Engineering Professors Play a Role in Strengthening Teaching in Public Schools
09/09/2009
“Science and Engineering in the Kitchen” is not a class assistant professor of mechanical engineering, Eric Dufresne, regularly teaches. However, it may have proved the perfect way for him to share his expertise and hone creative teaching methods with local elementary, middle school and high school teachers.
Since 1978, the Yale-New Haven Teachers Institute has provided an educational partnership between Yale University and New Haven Public Schools designed to strengthen both teaching and learning in local schools. Each year, Yale faculty members join with local school teachers to explore a myriad of topics – from history to biology.
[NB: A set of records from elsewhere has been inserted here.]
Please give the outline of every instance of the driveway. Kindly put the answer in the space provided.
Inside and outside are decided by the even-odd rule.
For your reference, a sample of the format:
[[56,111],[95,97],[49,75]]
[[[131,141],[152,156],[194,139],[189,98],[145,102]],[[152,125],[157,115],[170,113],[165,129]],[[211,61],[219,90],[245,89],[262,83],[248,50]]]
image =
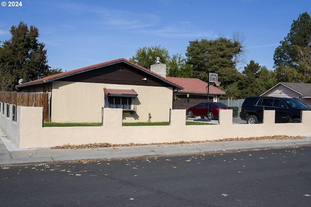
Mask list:
[[[194,118],[189,118],[188,116],[186,117],[186,120],[187,121],[196,121],[196,122],[207,122],[207,121],[202,118],[200,120],[194,121]],[[218,119],[214,119],[210,121],[211,124],[218,124]],[[246,121],[242,120],[240,117],[232,117],[232,123],[233,124],[246,124]]]

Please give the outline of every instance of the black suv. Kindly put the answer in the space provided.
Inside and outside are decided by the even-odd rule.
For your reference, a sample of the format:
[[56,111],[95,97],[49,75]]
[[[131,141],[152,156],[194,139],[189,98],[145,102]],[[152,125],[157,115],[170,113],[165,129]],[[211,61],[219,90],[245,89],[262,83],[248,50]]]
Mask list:
[[246,98],[240,117],[247,124],[262,123],[263,110],[276,111],[276,123],[300,123],[301,111],[311,111],[305,104],[294,98],[269,96]]

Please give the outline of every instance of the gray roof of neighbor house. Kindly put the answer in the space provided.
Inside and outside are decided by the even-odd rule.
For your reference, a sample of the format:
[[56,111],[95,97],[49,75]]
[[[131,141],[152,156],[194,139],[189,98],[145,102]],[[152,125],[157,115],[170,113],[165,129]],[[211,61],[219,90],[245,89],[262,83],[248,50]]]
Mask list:
[[288,82],[280,82],[262,94],[265,94],[268,91],[272,90],[279,85],[283,85],[298,94],[300,94],[301,96],[311,96],[311,83],[292,83]]
[[97,69],[102,68],[104,66],[110,65],[114,64],[118,64],[120,63],[123,63],[129,65],[131,65],[134,68],[138,69],[143,73],[148,73],[149,75],[155,77],[157,79],[166,82],[166,83],[171,85],[173,87],[176,87],[180,90],[183,89],[182,87],[179,85],[178,84],[174,83],[172,81],[163,77],[162,76],[151,71],[150,70],[145,68],[144,67],[137,64],[134,63],[133,63],[128,60],[124,58],[120,58],[119,59],[114,60],[111,61],[108,61],[106,62],[101,63],[99,64],[94,64],[93,65],[90,65],[86,67],[83,67],[79,69],[77,69],[73,70],[71,70],[68,72],[65,72],[61,73],[59,73],[52,76],[48,76],[47,77],[43,78],[42,79],[32,80],[31,81],[25,82],[19,85],[16,85],[15,87],[16,88],[22,88],[25,86],[28,86],[31,85],[39,85],[49,82],[52,82],[55,80],[61,80],[61,79],[65,77],[68,77],[73,75],[83,73],[84,72],[92,70],[96,70]]

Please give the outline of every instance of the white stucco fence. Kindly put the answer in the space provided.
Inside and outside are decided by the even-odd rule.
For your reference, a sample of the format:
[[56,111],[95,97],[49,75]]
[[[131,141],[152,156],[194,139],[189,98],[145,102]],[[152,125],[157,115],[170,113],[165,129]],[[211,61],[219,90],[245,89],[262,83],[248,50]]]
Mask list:
[[[232,110],[220,110],[219,124],[186,125],[185,110],[171,111],[165,126],[122,126],[122,109],[104,108],[104,126],[42,127],[42,108],[17,106],[17,120],[0,115],[0,126],[20,148],[49,147],[95,143],[126,144],[205,141],[285,135],[311,135],[311,111],[303,111],[302,123],[275,124],[275,111],[265,111],[263,123],[233,124]],[[169,111],[168,111],[169,113]]]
During the months of March through July, participating teachers or “fellows,” expand their knowledge base and develop curriculum to take back to their own classrooms.
Dufresne’s unique way of exploring science and engineering through items commonly found in the kitchen was an attempt at connecting, what is often viewed as abstract and highly conceptual, to the real world. “The kitchen is basically a lab,” says Dufresne. “You’re doing science every time you cook.” From microorganisms, such as yeast, to the laws of physics, Dufresne’s class developed activities that leveraged common household items.
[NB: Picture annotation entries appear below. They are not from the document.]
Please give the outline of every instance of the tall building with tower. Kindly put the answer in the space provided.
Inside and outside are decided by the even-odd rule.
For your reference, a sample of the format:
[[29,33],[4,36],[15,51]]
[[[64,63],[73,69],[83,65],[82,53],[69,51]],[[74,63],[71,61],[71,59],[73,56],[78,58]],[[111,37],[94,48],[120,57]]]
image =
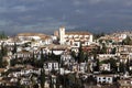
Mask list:
[[89,32],[65,32],[65,28],[59,28],[59,43],[63,45],[70,45],[72,47],[79,47],[90,45],[92,43],[92,34]]
[[62,26],[62,28],[59,28],[59,43],[61,44],[65,44],[65,28],[64,26]]

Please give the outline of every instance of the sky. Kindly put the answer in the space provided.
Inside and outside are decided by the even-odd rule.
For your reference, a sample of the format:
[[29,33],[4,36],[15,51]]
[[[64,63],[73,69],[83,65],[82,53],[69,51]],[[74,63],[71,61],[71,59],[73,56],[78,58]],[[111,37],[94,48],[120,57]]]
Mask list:
[[132,0],[0,0],[0,31],[42,32],[59,26],[90,32],[132,30]]

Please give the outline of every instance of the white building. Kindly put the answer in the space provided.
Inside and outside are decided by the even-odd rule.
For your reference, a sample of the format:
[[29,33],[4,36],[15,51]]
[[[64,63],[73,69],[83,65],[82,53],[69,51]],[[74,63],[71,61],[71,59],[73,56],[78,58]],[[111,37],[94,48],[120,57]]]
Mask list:
[[47,70],[58,70],[59,68],[59,65],[58,65],[58,62],[54,62],[54,61],[50,61],[50,62],[45,62],[44,63],[44,69],[47,69]]

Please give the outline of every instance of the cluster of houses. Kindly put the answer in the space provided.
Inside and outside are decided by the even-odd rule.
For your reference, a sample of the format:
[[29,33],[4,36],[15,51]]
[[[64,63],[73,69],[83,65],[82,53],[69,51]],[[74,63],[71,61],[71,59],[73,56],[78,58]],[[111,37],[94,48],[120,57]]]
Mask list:
[[[0,68],[0,86],[32,87],[37,84],[37,87],[41,88],[40,76],[41,70],[44,69],[47,76],[53,70],[59,75],[80,74],[80,79],[85,81],[86,88],[91,86],[87,82],[89,77],[92,77],[96,82],[94,88],[103,85],[131,88],[132,45],[121,44],[128,36],[132,40],[131,35],[131,32],[121,32],[95,40],[95,35],[89,32],[65,32],[65,28],[62,26],[55,31],[54,35],[20,33],[13,37],[0,40],[0,50],[2,51],[4,47],[7,51],[2,61],[8,63],[4,68]],[[78,63],[77,55],[80,46],[87,57],[85,56],[85,61]],[[100,50],[106,52],[100,53]],[[73,52],[75,56],[72,55]],[[58,56],[58,59],[55,61],[54,56],[48,57],[52,54]],[[42,55],[46,59],[42,68],[28,62],[40,61]],[[48,61],[48,58],[51,59]],[[111,63],[111,59],[114,62]],[[12,65],[12,61],[18,62]],[[121,66],[124,68],[121,69]],[[56,74],[52,77],[55,78]],[[45,80],[45,88],[50,88],[48,79]]]

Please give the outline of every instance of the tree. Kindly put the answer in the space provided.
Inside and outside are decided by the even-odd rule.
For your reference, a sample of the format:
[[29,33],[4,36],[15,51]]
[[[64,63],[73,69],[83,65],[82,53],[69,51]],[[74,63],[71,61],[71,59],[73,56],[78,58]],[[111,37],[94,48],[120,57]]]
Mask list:
[[2,67],[2,54],[0,53],[0,68]]
[[120,69],[120,73],[125,73],[125,65],[124,65],[124,63],[120,63],[119,69]]
[[13,51],[12,51],[13,54],[16,53],[16,43],[14,43],[14,46],[13,46]]
[[107,54],[107,46],[106,46],[105,43],[102,44],[102,48],[101,48],[100,53],[101,54]]
[[4,45],[4,43],[1,44],[1,54],[2,54],[2,56],[6,56],[8,54],[8,48]]
[[80,43],[80,47],[79,47],[79,53],[78,53],[78,57],[77,57],[78,59],[78,63],[81,63],[81,62],[84,62],[85,61],[85,54],[84,54],[84,52],[82,52],[82,46],[81,46],[81,43]]
[[105,61],[102,61],[101,63],[110,64],[110,68],[111,68],[111,70],[112,70],[113,73],[116,73],[117,69],[118,69],[117,62],[118,62],[118,61],[114,59],[114,58],[109,58],[109,59],[105,59]]

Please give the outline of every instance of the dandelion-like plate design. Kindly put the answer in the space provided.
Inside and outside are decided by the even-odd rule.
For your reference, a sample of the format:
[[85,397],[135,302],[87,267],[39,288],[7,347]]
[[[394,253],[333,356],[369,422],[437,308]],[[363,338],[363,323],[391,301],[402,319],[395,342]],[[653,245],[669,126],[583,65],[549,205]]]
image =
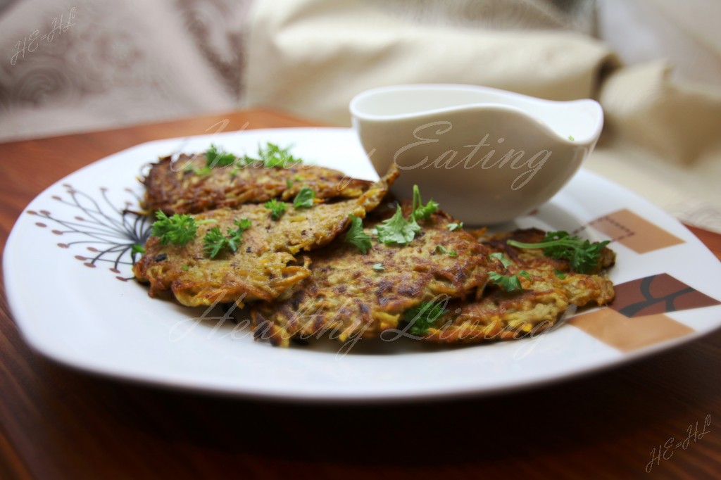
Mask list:
[[138,208],[140,199],[137,193],[130,188],[124,189],[135,201],[128,200],[121,208],[109,198],[108,189],[104,187],[99,189],[99,199],[68,184],[63,184],[63,187],[67,197],[53,195],[52,198],[76,210],[76,215],[61,217],[48,210],[29,210],[26,213],[42,219],[35,222],[38,227],[48,228],[48,223],[52,222],[58,226],[51,230],[53,234],[72,239],[58,243],[58,246],[72,249],[85,246],[90,254],[77,254],[75,258],[86,267],[95,268],[101,264],[110,264],[109,270],[117,274],[118,280],[125,282],[133,278],[130,267],[136,249],[145,244],[152,224],[149,216],[133,210]]

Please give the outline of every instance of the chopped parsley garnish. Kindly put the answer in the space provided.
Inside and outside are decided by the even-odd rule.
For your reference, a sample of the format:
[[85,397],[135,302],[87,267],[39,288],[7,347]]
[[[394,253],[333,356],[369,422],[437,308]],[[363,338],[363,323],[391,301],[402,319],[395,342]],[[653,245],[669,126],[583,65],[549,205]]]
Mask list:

“He simplified the complex chemistry and physics concepts in such a way that participating teachers will be able to thoroughly engage young learners,” says Waltrina Kirkland-Mullins, a third-grade teacher at Davis Street School in New Haven. Ms. Kirkland-Mullins, who plans to use her unit to incorporate science into the study of geography, said the unique slant individual teachers brought to the development of their curriculum provided for units ranging from science and engineering’s impact on food processing, to using the scientific method to understand the creation of lollipops, cookies, and marshmallows, to her own unit on the science of the Korean dish, kimchi (fermented cabbage).
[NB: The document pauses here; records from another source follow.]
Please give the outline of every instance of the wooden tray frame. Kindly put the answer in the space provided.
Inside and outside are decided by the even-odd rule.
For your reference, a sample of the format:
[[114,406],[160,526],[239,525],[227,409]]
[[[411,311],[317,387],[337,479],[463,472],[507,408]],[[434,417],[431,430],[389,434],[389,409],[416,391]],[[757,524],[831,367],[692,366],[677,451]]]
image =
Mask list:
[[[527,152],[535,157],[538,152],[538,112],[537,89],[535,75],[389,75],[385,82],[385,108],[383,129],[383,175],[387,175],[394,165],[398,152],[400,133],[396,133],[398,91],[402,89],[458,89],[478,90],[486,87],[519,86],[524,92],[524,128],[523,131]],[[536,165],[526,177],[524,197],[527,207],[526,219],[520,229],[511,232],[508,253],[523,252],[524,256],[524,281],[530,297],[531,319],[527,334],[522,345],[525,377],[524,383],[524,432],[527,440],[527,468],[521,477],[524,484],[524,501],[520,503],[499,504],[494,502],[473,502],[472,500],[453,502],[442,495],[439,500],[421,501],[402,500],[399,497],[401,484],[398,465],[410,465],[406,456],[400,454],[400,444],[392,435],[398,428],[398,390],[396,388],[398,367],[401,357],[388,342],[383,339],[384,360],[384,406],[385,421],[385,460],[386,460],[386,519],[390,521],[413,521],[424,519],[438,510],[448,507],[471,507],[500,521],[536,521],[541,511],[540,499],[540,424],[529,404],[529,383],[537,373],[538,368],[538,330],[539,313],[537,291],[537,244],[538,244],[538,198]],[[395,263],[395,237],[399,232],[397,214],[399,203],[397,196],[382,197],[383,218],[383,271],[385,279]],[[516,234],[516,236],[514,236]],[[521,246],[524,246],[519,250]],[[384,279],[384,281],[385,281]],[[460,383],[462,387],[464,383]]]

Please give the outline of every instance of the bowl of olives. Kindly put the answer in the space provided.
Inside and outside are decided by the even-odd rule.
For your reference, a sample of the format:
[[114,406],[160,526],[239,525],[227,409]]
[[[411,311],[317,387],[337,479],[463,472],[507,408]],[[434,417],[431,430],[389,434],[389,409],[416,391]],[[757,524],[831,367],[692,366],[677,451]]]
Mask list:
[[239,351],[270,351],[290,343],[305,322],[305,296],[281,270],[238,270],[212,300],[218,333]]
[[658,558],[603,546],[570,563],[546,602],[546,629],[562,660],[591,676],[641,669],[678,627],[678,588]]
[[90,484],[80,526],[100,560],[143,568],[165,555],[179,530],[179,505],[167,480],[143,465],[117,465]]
While this is Dufresne’s first year participating in the Yale-New Haven Teacher’s Institute, chair of biomedical engineering, Mark Saltzman, recently completed his fourth consecutive year with the program – a true testimony to his dedication to the Institute. Saltzman has presented on various topics in health and engineering over the past four years, including most recently, “The Brain in Health and Disease,” which was part of the Yale-New Haven Teachers Institute’s National Initiative.
The Yale National Initiative, launched in 2004, is an expansion of the Teachers Institute, linking institutions of higher education with urban and rural schools across the country. With equal emphasis placed on increasing knowledge base and developing teaching strategies that will be effective with students, the Institute approach “enhances teacher quality in precisely the ways that are known to increase student achievement,” states a new report released by the Yale National Initiative that evaluates Teachers Institute experiences. In addition, the report finds that participation is strongly linked to teacher retention in urban public schools. In New Haven, fellows are nearly twice as likely as non-participating teachers to remain in the school district.
“The unique format of professional development generates a broad spectrum of ideas, approaches, and guidance that supports the design of curriculum units that specifically focus on the needs of our individual classes,” says Carol Boynton, first-grade teacher at Edgewood School in New Haven. As an elementary school teacher, Boynton found Saltzman’s seminar gave her a chance to push herself beyond her comfort zone, expanding her knowledge and taking on the challenge of bringing the complex subject content of the function and structure of the brain down to a first-grade level.
The benefit of participation is felt on both sides. Saltzman, who acknowledges that teaching college and graduate students has always been the most exciting part of his job as a university professor, says that the Teachers Institute gives him the chance to expand and reach new groups of students. “It is rewarding because the teachers who come to Yale have a real eagerness to learn and create new materials for their classrooms,” says Saltzman, “and it is exciting because I get to indirectly bring the things that I know about to students of all ages – first grade to high school.”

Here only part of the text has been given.